What is Sleep Hygiene & How Can You Improve Yours?
Sleep hygiene is the collection of conditions and habits that directly and significantly affect a person’s sleep health. People with poor sleep hygiene have difficulty maintaining regular sleep patterns and often struggle to get enough rest. The good news is that sleep hygiene is completely within a person’s control and there are plenty of changes that can be made to improve it. Below are the top things that affect sleep hygiene. Read what’s healthy, evaluate and compare your own habits, and get started on making improvements that will get you the rest your body needs.
Consistency is key when it comes to your sleep schedule. Set one bedtime and wake-up time that will work for you during the week and the weekend. Your body – and therefore your sleep – doesn’t understand the concept of a weekend, so going to bed and waking up at a different time on Saturdays and Sundays will negatively impact your sleep hygiene. After a few weeks of consistently following a schedule, your body will begin to regulate its internal clock. Not only will this make it easier to fall asleep at night and wake up in the morning, but it will also improve the quality of your sleep throughout the night.
Your environment is crucial to the health of your sleep. No one gets a good rest if their body is uncomfortable. It’s important to invest in a quality bed that has a level of firmness that fits your personal preference of comfort. Fill the bed with pillows you find comfortable, keeping in mind possible allergens you may have for certain pillow stuffings. Ensure you have adequate blankets to keep you warm but try using layers so you can stay cool on warm nights.
It’s not just your bed that’s important for your sleeping environment. You’ll want to cut out any possible light or noise pollution. Use blackout curtains on your windows to keep city lights, moonlight, or the early rising sun out of your room. In a pinch, you can also use a sleep mask, though many people get frustrated with these as they easily slip off or get knocked askew. If you have a lot of sound pollution, invest in a good set of earplugs or a white noise machine to help tune out the distracting sounds.

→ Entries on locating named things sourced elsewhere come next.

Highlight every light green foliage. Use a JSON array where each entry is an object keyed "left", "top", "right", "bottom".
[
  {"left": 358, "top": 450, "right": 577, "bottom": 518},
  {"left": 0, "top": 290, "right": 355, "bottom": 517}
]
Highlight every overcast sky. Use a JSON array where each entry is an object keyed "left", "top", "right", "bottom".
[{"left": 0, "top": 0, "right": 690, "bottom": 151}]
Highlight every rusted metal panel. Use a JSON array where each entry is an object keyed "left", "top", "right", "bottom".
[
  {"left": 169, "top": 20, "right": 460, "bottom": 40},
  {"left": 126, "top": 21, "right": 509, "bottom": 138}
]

One of the most important things to keep in mind is that your sleep environment is meant for sleep. Try to avoid any activities in your bedroom that aren’t sleeping or intimacy-related. This means no watching TV, working on your laptop, or scrolling on your phone. Keep your bedroom free of distraction and keep your bed linked in your mind to rest and comfort.
What you do before bedtime is just as important as what you do when it’s time to try falling asleep. Don’t eat any heavy meals or spicy snacks within 3 hours of bedtime, so your body has adequate time to digest them in case there’s any discomfort during the process. Limit caffeine intake in the evening. An alcoholic beverage with dinner is okay, but anything more or later in the evening will also have a negative impact on your sleep. You’ll also want to limit how much you drink any sort of beverage close to bedtime, as you don’t want your bladder to disrupt your sleep.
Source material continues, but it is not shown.